Back to the past of wife swapping.

In the fifties the media referred to it as “wife-swapping.” Today it’s called “swinging,” but not considering of its name this alternative lifestyle seems to be increasing in recognition among mainstream, middle-aged married couples in America. The popular media are paying increasing attention to the trend, often putting a encouraging spin on the effects which the lifestyle has upon marriages. The North American Swing Club Association (NASCA) claims there are organized swing clubs in almost all states as well as Belgium, England, Germany, and Japan. These clubs are productive businesses which supply all levels of social activities for swingers including vacation plans, special retreat sites for swingers, and yearly conferences and seminars. Lifestyles, Inc., a swingers voyage bureau, booked 700 couples at a resort in Jamaica in December of 1998.
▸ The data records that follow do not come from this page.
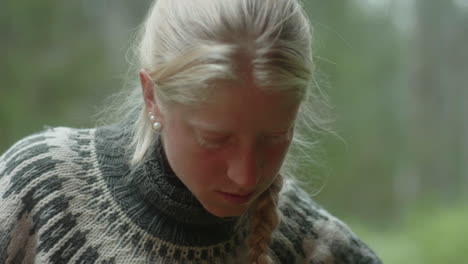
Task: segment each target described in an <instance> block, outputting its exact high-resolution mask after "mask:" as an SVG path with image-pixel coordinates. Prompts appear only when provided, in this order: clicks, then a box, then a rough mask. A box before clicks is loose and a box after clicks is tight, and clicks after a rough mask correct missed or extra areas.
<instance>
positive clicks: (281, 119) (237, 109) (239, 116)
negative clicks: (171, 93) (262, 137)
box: [178, 84, 299, 131]
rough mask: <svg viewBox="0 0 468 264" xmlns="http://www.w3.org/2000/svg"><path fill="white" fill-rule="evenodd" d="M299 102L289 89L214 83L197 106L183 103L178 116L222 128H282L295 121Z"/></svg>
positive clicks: (282, 128)
mask: <svg viewBox="0 0 468 264" xmlns="http://www.w3.org/2000/svg"><path fill="white" fill-rule="evenodd" d="M298 106H299V101H298V100H297V99H296V97H295V96H294V95H293V94H292V93H291V92H287V91H271V90H265V89H260V88H259V87H257V86H255V85H253V84H243V85H240V84H225V85H219V86H215V87H213V88H212V89H211V90H210V93H209V94H208V95H207V98H206V101H205V102H203V103H201V104H200V105H198V106H181V108H179V109H178V112H179V118H182V119H185V120H186V121H187V122H189V123H191V124H205V125H208V126H212V127H214V128H216V127H218V128H219V129H220V130H229V131H233V130H249V131H251V130H256V131H257V130H258V131H263V130H279V129H287V128H288V127H290V126H291V124H292V123H293V122H294V119H295V116H296V112H297V109H298Z"/></svg>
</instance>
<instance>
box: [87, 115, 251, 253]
mask: <svg viewBox="0 0 468 264" xmlns="http://www.w3.org/2000/svg"><path fill="white" fill-rule="evenodd" d="M125 131H126V129H124V128H123V127H122V125H121V124H120V125H112V126H106V127H100V128H97V130H96V139H95V141H96V153H97V156H98V163H99V168H100V170H101V172H102V175H103V177H104V180H105V181H106V183H107V186H108V189H109V191H110V193H111V195H112V196H113V198H114V200H115V201H116V202H117V203H118V204H119V205H120V207H121V209H122V210H123V211H124V212H125V213H126V215H127V216H128V217H129V218H131V219H132V220H133V222H134V223H136V224H137V225H139V226H140V227H141V228H143V229H145V230H147V231H148V232H149V233H151V234H153V235H155V236H157V237H160V238H162V239H164V240H166V241H171V242H174V243H178V244H185V245H192V244H196V245H211V244H213V243H220V242H222V241H226V240H230V239H233V238H234V237H235V240H237V241H240V240H242V238H243V237H244V236H245V230H246V229H245V228H244V227H245V225H238V221H240V220H239V218H220V217H217V216H214V215H212V214H211V213H209V212H208V211H207V210H206V209H205V208H204V207H203V206H202V205H201V204H200V202H199V201H198V200H197V199H196V197H195V196H194V195H193V194H192V193H191V192H190V190H189V189H187V187H186V186H185V185H184V184H183V183H182V182H181V181H180V179H179V178H178V177H177V176H176V175H175V173H174V172H173V170H172V169H171V167H170V165H169V162H168V161H167V158H166V155H165V153H164V149H163V147H162V144H161V143H160V142H157V143H156V144H155V147H154V148H153V149H152V152H151V153H150V154H149V155H148V158H147V159H146V160H145V161H144V162H143V163H142V164H141V165H140V166H137V167H135V168H131V166H130V165H129V157H128V155H127V151H126V146H128V145H129V142H130V136H129V134H128V133H126V132H125ZM241 229H242V230H241ZM161 236H162V237H161Z"/></svg>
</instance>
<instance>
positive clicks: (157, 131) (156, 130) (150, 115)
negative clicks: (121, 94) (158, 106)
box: [149, 112, 162, 132]
mask: <svg viewBox="0 0 468 264" xmlns="http://www.w3.org/2000/svg"><path fill="white" fill-rule="evenodd" d="M149 116H150V120H151V122H152V123H153V130H154V131H156V132H160V131H161V128H162V125H161V123H160V122H158V121H156V117H155V116H154V115H153V113H152V112H149Z"/></svg>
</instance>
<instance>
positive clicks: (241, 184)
mask: <svg viewBox="0 0 468 264" xmlns="http://www.w3.org/2000/svg"><path fill="white" fill-rule="evenodd" d="M258 158H259V157H258V155H257V153H256V151H255V150H254V148H248V149H245V150H243V151H239V153H238V154H237V155H235V157H233V158H232V159H231V161H230V162H229V167H228V171H227V175H228V177H229V179H230V180H231V181H233V182H234V183H235V184H236V185H237V186H238V187H239V188H242V189H243V190H252V189H253V188H254V187H255V185H257V182H258V178H259V175H258V174H259V160H258Z"/></svg>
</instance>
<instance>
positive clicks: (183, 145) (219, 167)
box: [163, 126, 224, 183]
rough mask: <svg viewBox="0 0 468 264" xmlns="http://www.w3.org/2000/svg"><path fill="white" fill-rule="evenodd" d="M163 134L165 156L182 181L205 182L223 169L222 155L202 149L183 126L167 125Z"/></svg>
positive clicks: (185, 181) (211, 179)
mask: <svg viewBox="0 0 468 264" xmlns="http://www.w3.org/2000/svg"><path fill="white" fill-rule="evenodd" d="M166 133H167V134H166V135H164V136H163V140H164V147H165V150H166V154H167V158H168V160H169V163H170V164H171V167H172V169H173V170H174V172H175V173H176V175H177V176H178V177H179V178H181V179H182V180H183V181H184V182H187V183H188V182H192V181H193V182H194V183H196V182H205V183H206V181H204V180H206V179H210V180H212V178H213V177H214V176H213V175H218V176H219V173H221V172H222V171H223V169H222V168H223V164H224V163H223V158H222V155H215V154H214V153H210V152H208V151H206V150H203V149H202V148H201V147H200V146H199V145H198V143H197V141H196V139H195V137H194V136H193V133H192V132H191V131H189V130H188V129H186V128H185V127H183V126H169V127H168V128H167V130H166Z"/></svg>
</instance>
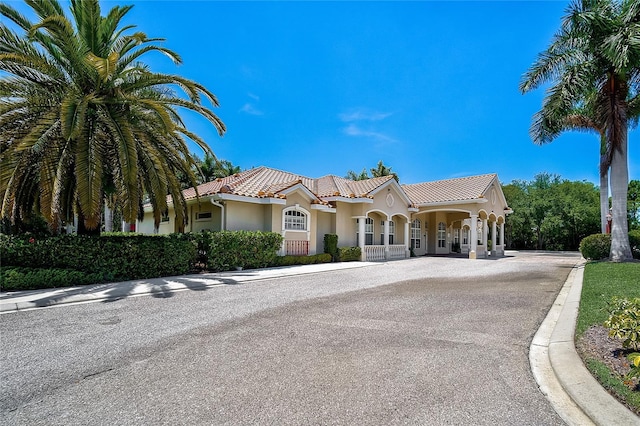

What precisely is swinging? Not like “open marriages” of the 1970’s which promoted non-possessive love and acceptance of unfaithfulness in their spouses, or “polyamory” - the love of numerous sex partners at once – swinging is non-monogamous sexual activity, treated a lot like any other social activity, that can be practiced as a pair. Emotional monogamy, or commitment to the love relationship with one’s marital partner, remains the main focus. Wife swapping is frequently done in the presence of one’s spouse and requires the approval of both to the practice. Though swingers often become close friends with other swinging couples, there are policy restricting emotional involvement with non-spousal partners. While swinging involves having sex with people other than one’s spouse, its supporters claim that it enhances the relationship of the swinging couple both sexually and emotionally. By removing the secrecy and dishonesty inherent in one’s natural wishes for sexual diversity, the couple can explore their fantasies mutually without dishonesty or guilt. By removing the necessity for deceit from the sexual life, a new height of trust and honesty about all of one’s feelings is supposedly achieved without the destructive baggage of distrust.
Swinging as an alternative lifestyle is of both practical and intellectual interest because the challenge to merge sexual non-monogamy with emotional monogamy is deeply “abnormal” from the western model of romantic love which assumes that sexual and emotional monogamy are mutually reinforcing and inseparable. It has yet to be demonstrated empirically whether this alternative lifestyle in fact strengthens or weakens marital relationships, but in an era where 38% of husbands and 30% of wives, sometimes so-called hotwives declare to having had at least one extra-marital affair, where divorce rates for first marriages are approaching 59%, and where family instability and parental neglect of kids has become a major national concern, any effort to redefine “love” and fortify the marital bond is worthy of our interest. If swingers have found a way to stabilize relationships, prolong family ties, and improve the lives of couples we would be remiss if we did not take their lifestyle and their redefinition of monogamous love seriously.
It is concluded that swingers surveyed are the white, middle-class, middle-aged, church-going section of the population reported in earlier studies, but when it comes to attitudes about sex and marriage they are less racist, less sexist, and less heterosexist than the general population. Swinging appears to make the vast majority of swingers’ marriages happier, and swingers rate the contentment of their marriages and life satisfaction commonly as higher than the non-swinging population.